Buying a home can be an overwhelming process, especially when faced with a seemingly endless array of mortgage terms and jargon. But fear not, Canadian homebuyers! We’re here to simplify the language for you with our essential glossary of mortgage terms.

So, whether you’re considering a fixed-rate mortgage, want to know the difference between a down payment and a mortgage loan, or are simply intrigued by the ins and outs of the homebuying process, our glossary will empower you to confidently navigate the world of mortgage terminology. Let’s simplify this language together and take the first step towards your dream home.

Down Payment

A down payment is the initial sum of money you contribute towards the purchase price of your home. It’s typically expressed as a percentage of the total cost. In Canada, the minimum down payment requirement varies based on the home’s purchase price. For instance, if the purchase price is below $500,000, the minimum down payment is 5%. If the purchase price is between $500,000 and $999,999, the minimum down payment is 5% for the first $500,000 and 10% for the remaining amount. For homes with a purchase price of $1 million or more, the minimum down payment is 20%.


A mortgage loan is the money borrowed from a lender to finance the purchase of a home. It’s a long-term commitment that is repaid over time, typically through monthly instalments. The loan amount is determined by several factors, including the purchase price of the home, the down payment amount, and the interest rate.

Interest Rate

The interest rate is the percentage charged by the lender for borrowing the money. It’s a crucial factor that determines the overall cost of your mortgage. There are two main types of interest rates: fixed-rate and adjustable-rate. A fixed-rate mortgage has an interest rate that remains constant throughout the loan term, providing stability and predictability in your monthly payments. On the other hand, an adjustable-rate mortgage (ARM) has an interest rate that can fluctuate over time, usually based on market conditions.
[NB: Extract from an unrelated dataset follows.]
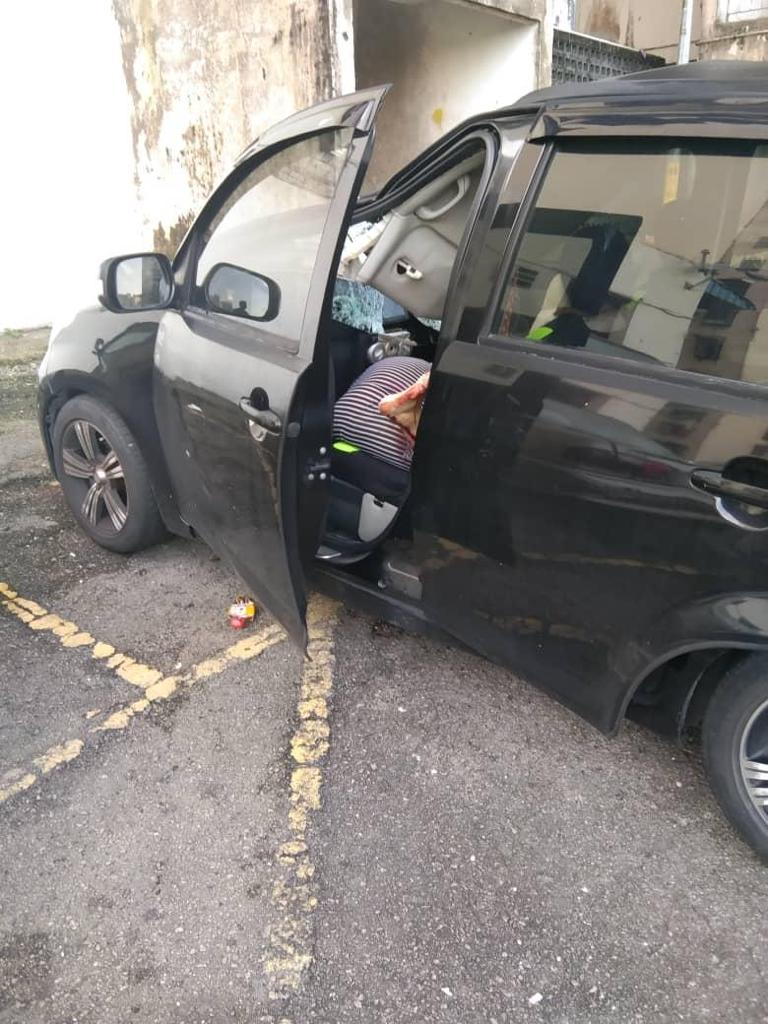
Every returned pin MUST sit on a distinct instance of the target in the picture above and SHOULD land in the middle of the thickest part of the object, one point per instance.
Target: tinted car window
(270, 226)
(651, 251)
Amortization refers to the process of gradually paying off your mortgage loan over time. It’s the length of time it takes to fully repay the loan, usually expressed in years. The longer the amortization period, the lower your monthly payments but the more interest you’ll pay over the life of the loan.
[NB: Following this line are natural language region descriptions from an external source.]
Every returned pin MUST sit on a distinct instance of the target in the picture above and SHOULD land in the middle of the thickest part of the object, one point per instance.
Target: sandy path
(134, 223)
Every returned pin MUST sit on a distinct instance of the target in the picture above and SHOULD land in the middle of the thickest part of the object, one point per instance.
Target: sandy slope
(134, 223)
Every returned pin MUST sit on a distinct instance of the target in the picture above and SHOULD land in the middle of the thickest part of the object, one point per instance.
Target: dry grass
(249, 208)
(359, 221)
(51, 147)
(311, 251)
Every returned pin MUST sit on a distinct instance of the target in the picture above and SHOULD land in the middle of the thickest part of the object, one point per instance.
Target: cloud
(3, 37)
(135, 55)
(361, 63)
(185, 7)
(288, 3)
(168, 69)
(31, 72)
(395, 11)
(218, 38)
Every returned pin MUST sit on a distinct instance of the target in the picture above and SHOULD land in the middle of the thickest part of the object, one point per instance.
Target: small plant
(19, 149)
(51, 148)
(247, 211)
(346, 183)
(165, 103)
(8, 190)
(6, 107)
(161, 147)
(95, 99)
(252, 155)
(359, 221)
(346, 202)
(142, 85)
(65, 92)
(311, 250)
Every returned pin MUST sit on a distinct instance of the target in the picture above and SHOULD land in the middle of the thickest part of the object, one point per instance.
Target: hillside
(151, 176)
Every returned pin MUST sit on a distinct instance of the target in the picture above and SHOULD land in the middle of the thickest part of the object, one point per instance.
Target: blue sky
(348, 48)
The term is the duration of your mortgage agreement with the lender. It’s the length of time you are committed to a specific interest rate, payment schedule, and other terms and conditions. Mortgage terms typically range from one to five years, with the most common being five years. At the end of the term, you have the option to renew the mortgage, negotiate new terms, or pay off the remaining balance.
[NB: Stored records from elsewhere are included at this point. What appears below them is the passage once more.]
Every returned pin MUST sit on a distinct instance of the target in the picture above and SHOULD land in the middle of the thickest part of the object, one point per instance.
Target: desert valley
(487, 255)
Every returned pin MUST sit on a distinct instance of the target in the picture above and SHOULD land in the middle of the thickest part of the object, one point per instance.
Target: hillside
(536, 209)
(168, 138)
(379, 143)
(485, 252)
Getting pre-approved for a mortgage is an important step in the homebuying process. It involves a lender assessing your financial situation and determining the maximum amount they are willing to lend you. Pre-approval gives you a clear idea of your budget, strengthens your offer when making an offer on a home, and helps streamline the final mortgage approval process.

Conventional Mortgage

A conventional mortgage is a type of mortgage that is not insured or guaranteed by the government. It typically requires a down payment of at least 20% of the purchase price. With a conventional mortgage, you have more flexibility and control over your mortgage terms and conditions.

High-Ratio Mortgage

A high-ratio mortgage is a type of mortgage that requires a down payment of less than 20% of the purchase price. Since the down payment is lower, high-ratio mortgages must be insured by a mortgage insurer, such as the Canada Mortgage and Housing Corporation (CMHC). The insurance protects the lender in case the borrower defaults on the loan.

Fixed-Rate Mortgage

A fixed-rate mortgage is a type of mortgage where the interest rate remains constant throughout the term of the loan. This provides stability and predictability in your monthly payments, as the amount remains the same. Fixed-rate mortgages are popular among homebuyers who prefer to have a consistent payment amount.

Open Mortgage

An open mortgage is a type of mortgage that allows you to make prepayments or pay off the entire loan without incurring penalties. This type of mortgage offers flexibility but often comes with a higher interest rate.

Closed Mortgage

A closed mortgage is a type of mortgage where prepayments or paying off the loan before the end of the term may result in penalties. Closed mortgages typically have lower interest rates compared to open mortgages and are suitable for homebuyers who do not anticipate making significant prepayments.

Annual Percentage Rate (APR)

The Annual Percentage Rate (APR) is a broader measure of the cost of borrowing, as it takes into account not only the interest rate but also any additional fees or charges associated with the mortgage. It provides a more accurate comparison between different mortgage offers, allowing you to evaluate the overall cost of each option.

Prepayment Privileges

Prepayment privileges refer to the ability to make additional payments towards your mortgage, over and above your regular monthly payments. These extra payments can help you reduce your mortgage principal faster and save on interest costs. Prepayment privileges vary among lenders and mortgage products, so it’s important to understand the terms and restrictions associated with making prepayments.